Uber taps Toronto AI expert to lead Canadian driverless car lab
Toronto has become an important hub of artificial intelligence research, which Uber CEO Kalanick called "critical to the future of transportation."
TORONTO — Uber has hailed a prominent artificial-intelligence academic to lead a driverless-car project in Toronto — the ride-hailing company’s first such research hub outside the United States, its CEO announced Monday.
In a blog post, Travis Kalanick said he was proud to have Raquel Urtasun, an associate professor at the University of Toronto, on board. He described her as “one of the world’s leading researchers” in the fields of machine perception and artificial intelligence.
“Raquel will remain in Toronto to lead a new branch of our advanced technologies group — our first outside the U.S.,” Kalanick said in his blog. “Raquel’s work focuses on developing the software that allows self-driving cars to ‘see:’ recognizing objects so they can navigate the world smoothly and safely.”
In an interview from San Francisco, Urtasun told The Canadian Press discussions with Uber began a few months ago. The lab has now begun operation with her and eight of her students with dozens of people still to be hired in the “near future” from what Kalanick described as the region’s “impressive” talent pool.
A key area of focus, she said, will be what is called perception — essentially the brain of the self-driving car. That means coming up with formulas to interpret information from sensors such as video cameras about what’s happening around the vehicle — nearby cars, pedestrians, cyclists — and predict what they might do in the coming seconds.
“It’s a complicated task and this is why we don’t have self-driving cars everywhere right now, but it’s definitely not an impossible quest,” Urtasun said.
The lab will also focus on “localization.”
“In any point in time, the car needs to know where it is in the world,” she said.
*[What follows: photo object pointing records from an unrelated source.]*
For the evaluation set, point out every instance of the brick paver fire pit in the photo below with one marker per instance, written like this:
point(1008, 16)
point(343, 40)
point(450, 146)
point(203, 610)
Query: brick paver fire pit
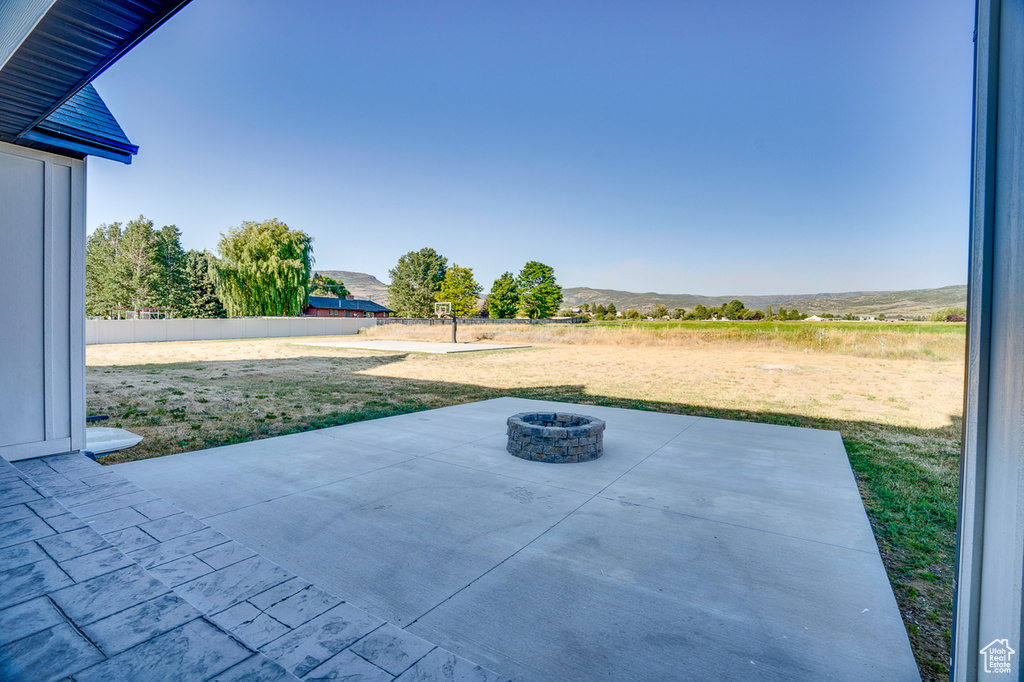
point(555, 437)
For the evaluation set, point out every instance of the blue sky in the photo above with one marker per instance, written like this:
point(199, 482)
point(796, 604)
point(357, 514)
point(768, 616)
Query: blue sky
point(725, 147)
Urtasun said she was not concerned about joining the company that is facing a lawsuit from Google’s self-driving car unit. The claim alleges Uber used stolen trade secrets to develop sensors for its autonomous vehicles. Urtasun said her research area is in a different area.
“If I had doubts that Uber did something wrong, I would never have joined the company,” Urtasun said.
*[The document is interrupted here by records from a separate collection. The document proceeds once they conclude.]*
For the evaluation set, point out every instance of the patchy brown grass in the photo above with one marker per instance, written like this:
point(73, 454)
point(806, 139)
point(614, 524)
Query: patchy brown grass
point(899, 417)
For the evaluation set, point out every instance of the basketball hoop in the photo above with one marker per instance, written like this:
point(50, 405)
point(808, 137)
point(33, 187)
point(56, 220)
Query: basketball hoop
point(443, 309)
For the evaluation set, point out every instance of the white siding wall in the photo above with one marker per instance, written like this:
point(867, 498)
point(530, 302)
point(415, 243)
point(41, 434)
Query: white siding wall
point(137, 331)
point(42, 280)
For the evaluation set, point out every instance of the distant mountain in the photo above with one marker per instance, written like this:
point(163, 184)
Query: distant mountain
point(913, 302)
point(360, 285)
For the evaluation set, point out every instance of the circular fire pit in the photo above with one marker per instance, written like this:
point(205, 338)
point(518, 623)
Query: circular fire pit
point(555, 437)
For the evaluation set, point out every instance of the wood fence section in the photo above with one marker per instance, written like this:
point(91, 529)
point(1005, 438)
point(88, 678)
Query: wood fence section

She also acknowledged her hire as a high-profile woman by a company looking to change an image some have attacked as misogynist, saying she discussed the issue with Kalanick.
“The company is doing everything necessary to change whatever the remaining issues are,” she said.
The associate computer science professor, originally from Pamplona in Spain, has previously been an assistant professor at the Toyota Technological Institute at Chicago and a visiting professor in Switzerland. Her research interests include machine learning, computer vision, robotics and remote sensing.
In February, she was awarded a fellowship given each year to Canada’s top six scientists and engineers for her work on machine perception for self-driving cars.
While she won’t predict when self-driving cars might become a common sight, she does say those able to ply simple, controlled routes might be in place “relatively soon.”
Kalanick said Toronto has become an important hub of artificial intelligence research, which he called “critical to the future of transportation.”
“That’s why we’re also making a significant multi-year financial commitment as a platinum sponsor of the Vector Institute, which Raquel helped to set up as a co-founder,” Kalanick said.
Urtasun is one of the co-founders of the independent, non-profit institute set up in March. Its aim is to push Canada to the forefront of research into artificial intelligence.
The new lab will focus on improved mapping for autonomous cars but the company, which also does driverless-car research in San Francisco and Pittsburgh, said it had no plans to actually test the vehicles in Toronto.
“Self-driving technology promises to make our roads safer, our environment healthier and our cities more livable,” Kalanick said. “While there’s still a lot of work to be done, we believe that the combination of our global ride-sharing network with the cutting-edge software and hardware being built by our teams will make this vision a reality.”